Abstract 15901: Adverse Post-Ischemic Cardiac Remodeling in Chronic Hindlimb Ischemia: Proteomic Identification of a Novel Molecular Mechanism
Peripheral arterial disease is an important manifestation of atherosclerosis, commonly complicated by myocardial infarction or stroke. In this study we investigated whether chronic hindlimb ischemia might activate detrimental signalling pathways in the heart. To test this, cardiac function and signalling were analyzed in mice undergoing: 1) unilateral hindlimb ischemia induced by ligation of the left common femoral artery (L); 2) myocardial infarction by ligation of the left descending coronary artery (MI); 3) MI after five weeks of hindlimb ischemia (L+MI); 4) sham operation (SHAM).
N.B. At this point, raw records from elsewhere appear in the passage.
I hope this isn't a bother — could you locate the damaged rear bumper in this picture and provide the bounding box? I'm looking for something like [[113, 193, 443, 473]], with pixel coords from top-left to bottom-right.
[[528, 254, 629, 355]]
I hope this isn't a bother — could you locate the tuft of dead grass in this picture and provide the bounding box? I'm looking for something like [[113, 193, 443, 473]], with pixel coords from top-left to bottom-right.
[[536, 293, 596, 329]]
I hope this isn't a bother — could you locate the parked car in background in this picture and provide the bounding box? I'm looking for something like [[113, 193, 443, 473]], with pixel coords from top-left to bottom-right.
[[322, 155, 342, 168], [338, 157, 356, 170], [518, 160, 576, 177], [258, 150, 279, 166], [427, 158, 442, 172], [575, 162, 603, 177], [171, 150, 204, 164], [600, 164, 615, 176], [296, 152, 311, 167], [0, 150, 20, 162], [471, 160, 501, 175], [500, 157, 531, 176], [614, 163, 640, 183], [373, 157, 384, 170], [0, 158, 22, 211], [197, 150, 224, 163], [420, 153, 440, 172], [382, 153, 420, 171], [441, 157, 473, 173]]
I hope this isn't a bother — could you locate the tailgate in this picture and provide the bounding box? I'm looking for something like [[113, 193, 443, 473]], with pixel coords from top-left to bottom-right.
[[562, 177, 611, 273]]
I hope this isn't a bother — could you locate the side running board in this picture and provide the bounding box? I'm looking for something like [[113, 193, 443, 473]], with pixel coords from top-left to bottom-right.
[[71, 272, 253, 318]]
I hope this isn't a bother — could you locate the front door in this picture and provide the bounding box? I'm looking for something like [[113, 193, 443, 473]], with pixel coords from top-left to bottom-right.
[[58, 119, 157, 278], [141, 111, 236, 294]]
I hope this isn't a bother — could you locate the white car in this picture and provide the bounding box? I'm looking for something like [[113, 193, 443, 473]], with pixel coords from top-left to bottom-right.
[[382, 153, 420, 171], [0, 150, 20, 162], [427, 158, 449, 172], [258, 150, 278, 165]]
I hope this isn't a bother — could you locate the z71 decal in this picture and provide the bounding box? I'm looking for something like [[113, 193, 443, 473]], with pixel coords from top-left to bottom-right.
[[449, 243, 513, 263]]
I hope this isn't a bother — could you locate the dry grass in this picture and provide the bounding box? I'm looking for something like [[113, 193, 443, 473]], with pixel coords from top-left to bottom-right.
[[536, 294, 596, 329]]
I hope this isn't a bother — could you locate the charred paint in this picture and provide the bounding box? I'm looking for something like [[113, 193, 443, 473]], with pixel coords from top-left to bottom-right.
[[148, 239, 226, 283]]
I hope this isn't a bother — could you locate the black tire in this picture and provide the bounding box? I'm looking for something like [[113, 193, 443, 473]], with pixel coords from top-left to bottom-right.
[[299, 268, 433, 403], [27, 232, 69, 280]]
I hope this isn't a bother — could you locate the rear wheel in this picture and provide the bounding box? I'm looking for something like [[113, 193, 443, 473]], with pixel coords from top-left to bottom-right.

Cardiac function, evaluated by transthoracic echocardiography at baseline and seven days after MI, was significantly decreased in L+MI mice compared to MI (% fractional shortening, MI: 47.2±1.9; L+MI: 38.5± 0.8, p<0.05), and this was associated with a significant increase in % cardiomyocyte apoptotic death as shown by TUNEL assay (MI: 10.5±2.2, L+MI: 54.3±2.5, p<0.05) and p53 activation. Importantly, 5 weeks of hindlimb ischemia did not significantly affect the levels of the pro-inflammatory cytokines TNF-α, IL-1β and IL-6. To determine whether a soluble factor might be responsible for such differences, rat neonatal cardiomyocytes were incubated with the serum of MI and L+MI mice for 4 hours under low oxygen conditions, and the apoptotic cell death was then evaluated. Interestingly, only serum from L+MI mice induced marked positivity to TUNEL staining and p53 protein levels in cardiomyocytes (p53 protein levels fold over SHAM: MI: 1.3±0.4; PL5: 5.9±1.0 p<0.05 vs. SHAM). With the use of high-pressure liquid chromatography and mass spectrometry, a peptide of approximately 10 kDa inducing apoptosis in cardiomyocytes was isolated and identified in L+MI serum. This peptide was characterized by intrinsic apoptotic function, and was able to potentiate the detrimental effects of low oxygen conditions in cardiomyocytes. In conclusion, chronic hindlimb ischemia plays a direct role in the modulation of cardiomyocyte survival under low oxygen conditions, promoting the systemic release of a pro-apoptotic factor; this effect is independent from atherosclerosis or systemic inflammation.
- © 2011 by American Heart Association, Inc.